# taz.de -- Nach Todestag Oury Jallohs: Polizeiübergriff auf Gedenkdemo
       
       > Aktivisten fordern die Aufklärung des mysteriösen Todes Oury Jallohs in
       > Polizeigewahrsam. Bei einer Gedenkdemo wurden zwei Teilnehmer von
       > Polizisten verletzt.
       
 (IMG) Bild: Neue Ungereimtheiten: Ein Brandexperte stellt die Umstände von Jallohs Tod nach.
       
       BERLIN/BREMEN taz | Es ist nicht mehr nur die Geschichte des toten Oury
       Jalloh. Es ist längst auch die Geschichte des Guineers Mouctar Bah und
       seiner Freunde. Sie wollten am Samstag, dem Todestag Jallohs, in Dessau
       demonstrieren. Doch am Ende dieses Tages lag Mouctar Bah im Krankenhaus:
       niedergeschlagen von Dessauer Polizisten.
       
       Seit Jahren fordert die von Bah gegründete "Initiative Oury Jalloh" die
       Aufklärung des mysteriösen Feuertods in einer Dessauer Polizeizelle.
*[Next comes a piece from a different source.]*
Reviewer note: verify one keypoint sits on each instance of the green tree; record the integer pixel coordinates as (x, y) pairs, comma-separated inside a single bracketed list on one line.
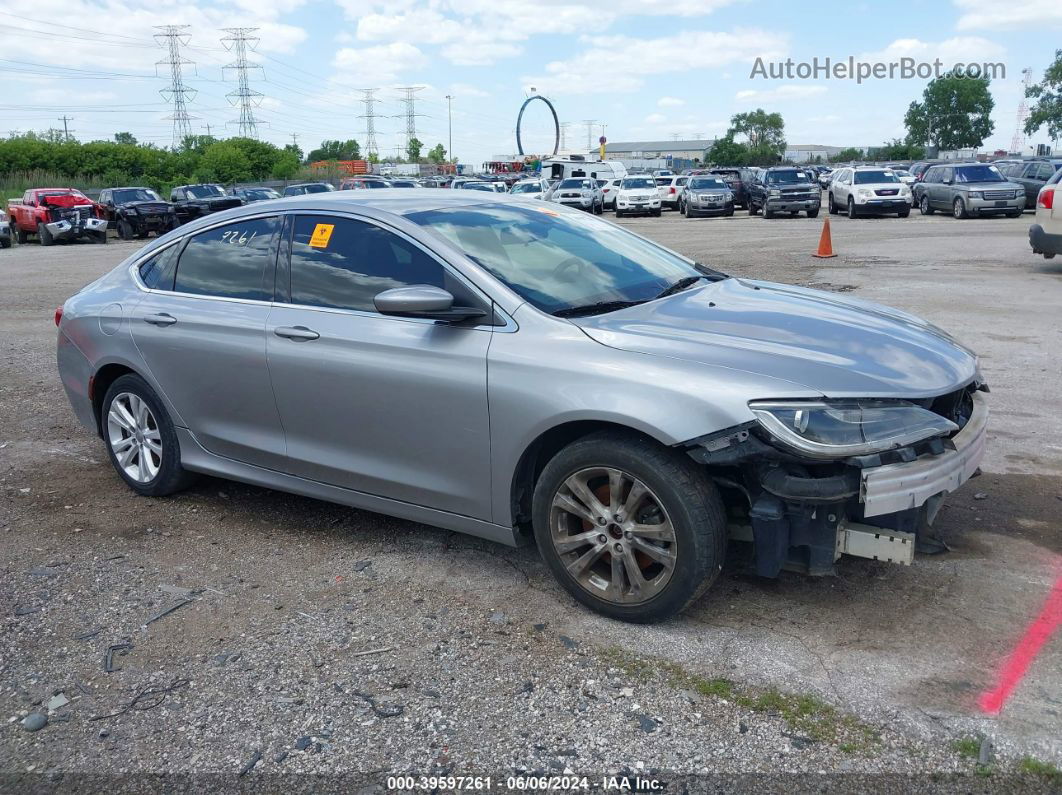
[(955, 113), (335, 150), (438, 153), (1047, 108), (760, 127), (224, 162), (287, 165)]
Am
       Samstag demonstrierten dafür rund 200 Menschen. "Oury Jalloh, das war
       Mord!" stand auf ihren Plakaten. Doch wie in der Vergangenheit versuchte
       die Polizei diesen Slogan zu verbieten.
       
       ## Ein unguter Verdacht
       
       Als Bah und einige Begleiter am Ende der Demo erkennungsdienstlich
       behandelt werden sollten, seien sie von Polizisten brutal niedergeschlagen
       worden, berichtet die Initiative. Bis Montag lag Bah, der von der
       Internationalen Liga für Menschenrechte für sein Engagement mit der
       Carl-von-Ossietzky-Medaille ausgezeichnet wurde, deswegen im Krankenhaus.
       
       "Das nährt einen sehr unguten Verdacht", sagt Dirk Vogelskamp vom Komitee
       für Grundrechte und Demokratie. Die drei von der Polizei Attackierten waren
       dunkelhäutig und gehören seit Jahren zu den tragenden Figuren der
       Initiative Oury Jalloh.
       
       Am Montag erklärte Sachsen-Anhalts CDU-Innenminister Holger Stahlknecht,
       dass die Polizei keinen Strafantrag wegen des Slogans stellen werde, um
       "weitere Eskalationen" zu verhüten. Er verwahre sich aber "gegen die
       Aussage, dass unsere Polizisten Mörder sein sollen".
       
       ## Neue Ungereimtheiten im Prozess
       
       Der Verlauf des Revisionsprozesses, der am Montag in Magdeburg fortgesetzt
       wurde, hat die Initiative jedoch in ihrer Entschlossenheit bestärkt. Denn
       dort kamen immer neue Ungereimtheiten zutage.
       
       Besonders schwerwiegend sind die Widersprüche zu einer Zellenkontrolle,
       eine halbe Stunde vor Jallohs Feuertod. Die Polizisten Hans-Ulrich M. und
       Udo S. sollen noch um 11.30 Uhr Jallohs Zelle durchsucht haben. "Das haben
       Polizeibeamte im Prozess ausgesagt", sagt der Anwalt der Familie Jalloh,
       Daniel Napp. M. und S. hatten Jalloh an jenem Morgen festgenommen. Die
       Kontrolle streiten sie jedoch ab; sie wollen zu der Zeit auf Streife
       gewesen sein. Im schriftlichen Dienstprotokoll ist die Kontrolle nicht
       dokumentiert.
       
       Das elektronische Journal, das alle Vorgänge auf dem Polizeirevier erfasst,
       wurde gelöscht. Das Gericht konnte nicht klären, weshalb. Das Feuerzeug,
       mit dem Jalloh sich selbst angezündet haben soll, wurde nicht bei der
       ersten Durchsuchung der ausgebrannten Zelle entdeckt. Es ist erst
       nachträglich in die Asservatenliste eingetragen worden.
       
       ## Das Videoband "ist weg"
       
       Und das Videoband, auf dem die Durchsuchung der Zelle dokumentiert ist, hat
       Lücken. Zuerst hatten die filmenden Beamten behauptet, dass ein
       Stromausfall dafür verantwortlich sei. Dies hat sich während des Prozesses
       als nicht haltbar erwiesen. "Das Band ist weg", sagt Napp. In der nicht
       dokumentierten Zeit "wurde das Anheben des Leichnams möglicherweise
       gefilmt", sagt Napp.
       
       Schließlich erklärte der Brandgutachter - in beiden Prozessen war es
       derselbe -, dass er von der Justiz nur den Auftrag bekommen habe, den
       Brandverlauf so zu rekonstruieren, als habe Jalloh sich selbst angezündet.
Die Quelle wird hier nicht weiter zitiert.